Call a text image conditional generation model for a conversation.

Parameters:

Name Type Description Default
dataset_id Annotated[str, Body(embed=True)]

The ID of the dataset to use.

required
conversation Annotated[EntityModel, Body(embed=True)]

The conversation to use.

required
messages Annotated[list[AnnotationModel], Body(embed=True)]

The messages to use.

required
model Annotated[str, Body(embed=True)]

The name of the model to use.

required
settings Annotated[Settings, Depends(get_settings)]

App settings.

required
max_new_tokens Annotated[int, Body(embed=True)]

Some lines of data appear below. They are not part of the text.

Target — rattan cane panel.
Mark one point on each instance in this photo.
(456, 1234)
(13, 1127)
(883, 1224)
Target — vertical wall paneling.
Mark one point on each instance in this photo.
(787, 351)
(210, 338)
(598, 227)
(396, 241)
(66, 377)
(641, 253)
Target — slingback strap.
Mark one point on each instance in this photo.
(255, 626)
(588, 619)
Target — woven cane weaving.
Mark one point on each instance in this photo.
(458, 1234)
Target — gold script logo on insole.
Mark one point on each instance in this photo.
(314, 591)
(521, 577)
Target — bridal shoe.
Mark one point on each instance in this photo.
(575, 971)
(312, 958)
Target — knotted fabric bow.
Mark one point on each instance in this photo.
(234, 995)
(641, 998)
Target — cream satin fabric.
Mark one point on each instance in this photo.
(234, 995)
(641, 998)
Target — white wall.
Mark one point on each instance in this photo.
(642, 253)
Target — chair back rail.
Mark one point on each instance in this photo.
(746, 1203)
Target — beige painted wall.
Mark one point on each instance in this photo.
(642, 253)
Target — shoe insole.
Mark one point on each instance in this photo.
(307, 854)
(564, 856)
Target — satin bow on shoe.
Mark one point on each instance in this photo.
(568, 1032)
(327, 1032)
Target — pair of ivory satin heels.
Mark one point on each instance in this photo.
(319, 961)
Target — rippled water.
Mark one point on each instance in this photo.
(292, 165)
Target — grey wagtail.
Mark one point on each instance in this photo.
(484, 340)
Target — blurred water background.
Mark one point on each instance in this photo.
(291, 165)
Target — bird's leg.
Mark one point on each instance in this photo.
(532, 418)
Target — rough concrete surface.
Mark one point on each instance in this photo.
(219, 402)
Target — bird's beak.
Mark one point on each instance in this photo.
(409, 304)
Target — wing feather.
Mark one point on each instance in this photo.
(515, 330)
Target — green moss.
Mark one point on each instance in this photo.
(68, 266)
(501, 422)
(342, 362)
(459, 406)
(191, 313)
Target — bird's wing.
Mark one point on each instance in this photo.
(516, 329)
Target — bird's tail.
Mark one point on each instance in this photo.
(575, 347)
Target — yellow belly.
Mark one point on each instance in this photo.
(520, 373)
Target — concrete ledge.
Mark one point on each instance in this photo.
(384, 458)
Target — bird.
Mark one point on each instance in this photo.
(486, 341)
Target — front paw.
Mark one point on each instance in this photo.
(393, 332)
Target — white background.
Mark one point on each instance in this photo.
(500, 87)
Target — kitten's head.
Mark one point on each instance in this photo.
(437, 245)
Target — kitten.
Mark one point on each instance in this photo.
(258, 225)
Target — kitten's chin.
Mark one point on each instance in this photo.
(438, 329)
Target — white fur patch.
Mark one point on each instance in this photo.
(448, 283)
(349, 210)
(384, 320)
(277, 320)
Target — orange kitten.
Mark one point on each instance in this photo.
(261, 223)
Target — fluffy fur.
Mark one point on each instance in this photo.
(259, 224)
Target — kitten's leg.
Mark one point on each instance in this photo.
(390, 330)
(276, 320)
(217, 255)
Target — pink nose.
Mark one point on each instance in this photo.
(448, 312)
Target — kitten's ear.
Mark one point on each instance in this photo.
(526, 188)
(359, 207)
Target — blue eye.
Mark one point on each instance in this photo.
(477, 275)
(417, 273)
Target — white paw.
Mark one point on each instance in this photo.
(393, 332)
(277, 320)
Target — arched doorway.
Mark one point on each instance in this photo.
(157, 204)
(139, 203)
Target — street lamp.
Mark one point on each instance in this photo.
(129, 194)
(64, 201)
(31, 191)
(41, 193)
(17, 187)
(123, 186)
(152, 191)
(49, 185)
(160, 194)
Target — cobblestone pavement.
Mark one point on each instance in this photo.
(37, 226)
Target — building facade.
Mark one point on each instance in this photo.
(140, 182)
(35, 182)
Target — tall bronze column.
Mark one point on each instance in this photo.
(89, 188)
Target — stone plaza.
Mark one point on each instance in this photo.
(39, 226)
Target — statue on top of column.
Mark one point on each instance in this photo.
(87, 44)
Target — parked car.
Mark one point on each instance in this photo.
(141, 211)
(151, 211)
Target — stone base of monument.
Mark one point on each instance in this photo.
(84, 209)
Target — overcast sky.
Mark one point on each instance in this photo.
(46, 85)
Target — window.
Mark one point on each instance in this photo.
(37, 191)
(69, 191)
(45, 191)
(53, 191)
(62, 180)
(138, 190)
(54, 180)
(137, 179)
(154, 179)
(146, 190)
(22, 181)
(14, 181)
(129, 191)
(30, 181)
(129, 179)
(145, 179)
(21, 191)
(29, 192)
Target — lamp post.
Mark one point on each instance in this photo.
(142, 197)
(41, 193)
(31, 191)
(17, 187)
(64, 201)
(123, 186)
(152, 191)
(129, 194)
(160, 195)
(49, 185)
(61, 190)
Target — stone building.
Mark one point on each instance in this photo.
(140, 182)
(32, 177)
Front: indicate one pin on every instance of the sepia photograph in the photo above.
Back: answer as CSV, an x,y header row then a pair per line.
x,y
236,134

The maximum number of tokens to generate.

DEFAULT_MAX_NEW_TOKENS
temperature Annotated[float, Body(embed=True)]

The temperature to use.

DEFAULT_TEMPERATURE
image_regex Annotated[str, Body(embed=True)]

The regular expression to use to extract images from the text.

DEFAULT_IMAGE_REGEX
role_system Annotated[str, Body(embed=True)]

The role of the system.

DEFAULT_ROLE_SYSTEM
role_user Annotated[str, Body(embed=True)]

The role of the user.

DEFAULT_ROLE_USER
role_assistant Annotated[str, Body(embed=True)]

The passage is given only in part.